La mentira afloró rápida a los labios de Índigo.
—Soldado, estoy aquí en nombre de la dama Phereniq, la astróloga del Takhan. No hubo tiempo para preparar la documentación apropiada; la dama Phereniq consideró que la cuestión era demasiado urgente para esperar.
—Muy bien, señora. —Estaba claro que no tenía la suficiente fe en su propia autoridad como para discutir—. Pero os aconsejaría que no os acercaseis demasiado.
—¿Por qué no?
El soldado miró impotente a Amyxl, que había llegado ya hasta ellos. Amyxl se encogió
de hombros sin comprometerse, y el hombre se dio por vencido.
—Como queráis, señora. —Se dio la vuelta y los condujo por la playa.

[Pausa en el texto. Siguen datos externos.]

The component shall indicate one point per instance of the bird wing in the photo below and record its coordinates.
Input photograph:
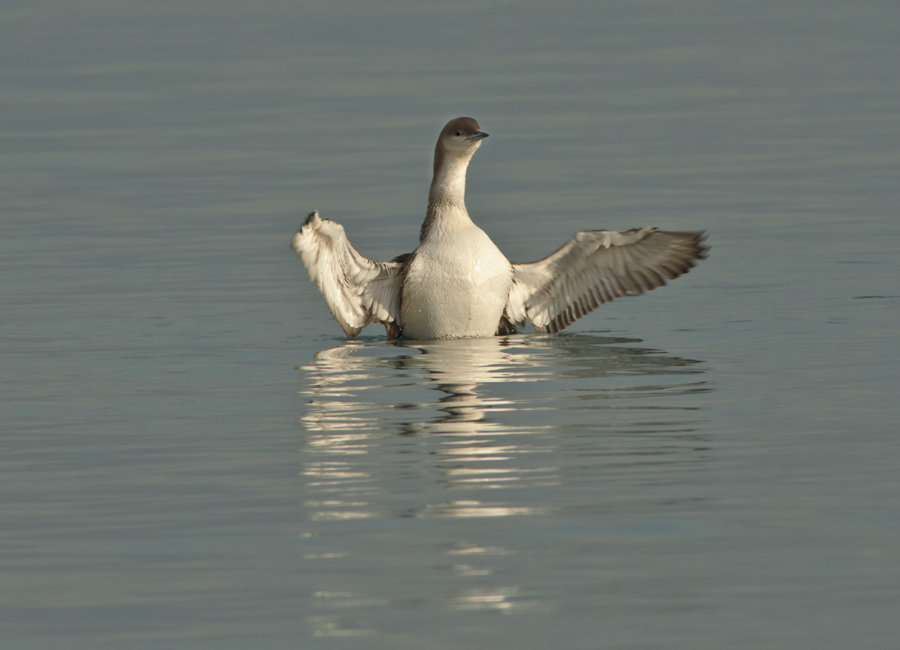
(597, 266)
(357, 290)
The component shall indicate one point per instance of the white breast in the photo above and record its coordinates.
(457, 284)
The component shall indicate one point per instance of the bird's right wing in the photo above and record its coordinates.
(597, 266)
(357, 290)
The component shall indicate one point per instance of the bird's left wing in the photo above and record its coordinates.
(597, 266)
(357, 290)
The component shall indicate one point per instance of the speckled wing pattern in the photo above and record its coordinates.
(357, 290)
(597, 266)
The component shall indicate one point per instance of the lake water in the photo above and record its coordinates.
(193, 456)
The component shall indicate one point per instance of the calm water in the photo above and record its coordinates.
(192, 456)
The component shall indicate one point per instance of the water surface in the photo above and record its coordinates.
(193, 456)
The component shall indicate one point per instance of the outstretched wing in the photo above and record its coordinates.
(597, 266)
(357, 290)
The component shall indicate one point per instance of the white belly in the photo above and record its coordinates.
(456, 287)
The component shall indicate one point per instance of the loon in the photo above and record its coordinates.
(457, 283)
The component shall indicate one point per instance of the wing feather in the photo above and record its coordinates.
(357, 290)
(597, 266)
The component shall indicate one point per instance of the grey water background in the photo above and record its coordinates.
(193, 456)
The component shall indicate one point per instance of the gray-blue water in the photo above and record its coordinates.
(193, 456)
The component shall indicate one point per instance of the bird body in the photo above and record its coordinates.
(457, 283)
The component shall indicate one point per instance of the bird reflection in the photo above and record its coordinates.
(475, 431)
(490, 393)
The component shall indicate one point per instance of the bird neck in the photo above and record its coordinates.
(447, 196)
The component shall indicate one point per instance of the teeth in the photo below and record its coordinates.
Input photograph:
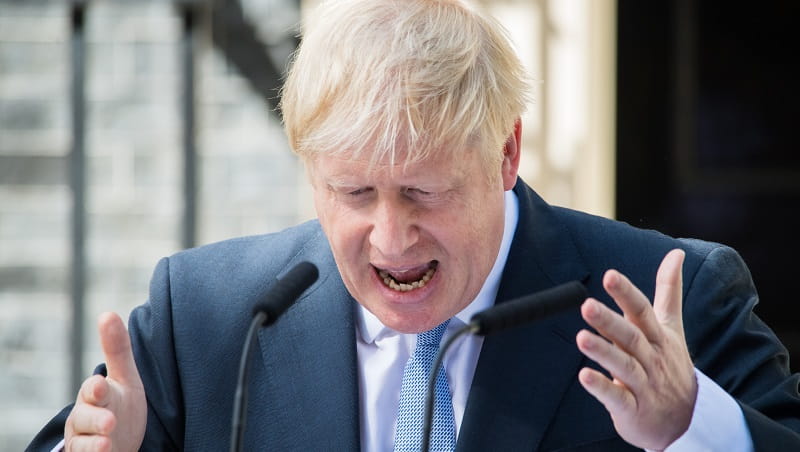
(405, 287)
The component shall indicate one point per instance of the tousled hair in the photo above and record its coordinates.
(393, 81)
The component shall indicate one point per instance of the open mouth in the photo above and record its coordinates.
(408, 280)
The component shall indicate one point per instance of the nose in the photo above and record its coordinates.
(394, 229)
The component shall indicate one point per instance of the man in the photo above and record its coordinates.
(406, 114)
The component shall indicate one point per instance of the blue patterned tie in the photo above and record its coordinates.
(411, 410)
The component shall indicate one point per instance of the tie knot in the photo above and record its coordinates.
(432, 337)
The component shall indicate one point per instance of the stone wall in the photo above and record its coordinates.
(249, 182)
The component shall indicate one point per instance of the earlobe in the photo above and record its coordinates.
(511, 155)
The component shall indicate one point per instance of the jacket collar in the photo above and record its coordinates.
(522, 373)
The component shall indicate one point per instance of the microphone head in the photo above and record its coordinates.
(528, 308)
(285, 291)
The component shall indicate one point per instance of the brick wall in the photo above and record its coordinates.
(249, 181)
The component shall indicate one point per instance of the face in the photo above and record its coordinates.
(413, 244)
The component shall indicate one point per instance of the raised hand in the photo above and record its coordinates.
(110, 413)
(652, 394)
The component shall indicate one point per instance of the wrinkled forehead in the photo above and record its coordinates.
(343, 167)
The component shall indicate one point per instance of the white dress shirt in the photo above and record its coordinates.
(717, 421)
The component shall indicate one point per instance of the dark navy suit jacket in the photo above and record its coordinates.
(525, 395)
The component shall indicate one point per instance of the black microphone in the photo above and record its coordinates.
(285, 292)
(282, 294)
(529, 308)
(525, 309)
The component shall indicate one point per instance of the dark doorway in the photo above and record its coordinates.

Incluso a medida que se acercaban más al bulto informe, resultaba muy difícil discernir ningún detalle. El objeto estaba rodeado por una delgada capa de agua que se había acumulado en la depresión formada por su peso, y a los ojos de Índigo parecía tan sólo otro pedazo de desecho del barco, quizás un fragmento de la madera del mástil, oculta en parte por una maraña de algas. Pero cuando el pequeño grupo se detuvo junto a aquello y los guardias retrocedieron, se dio cuenta de que no eran restos del barco y se giró a un lado con brusquedad, llevándose una mano a la boca en un esfuerzo por contener las ganas de vomitar en el mismo instante en que su cerebro registraba la verdad.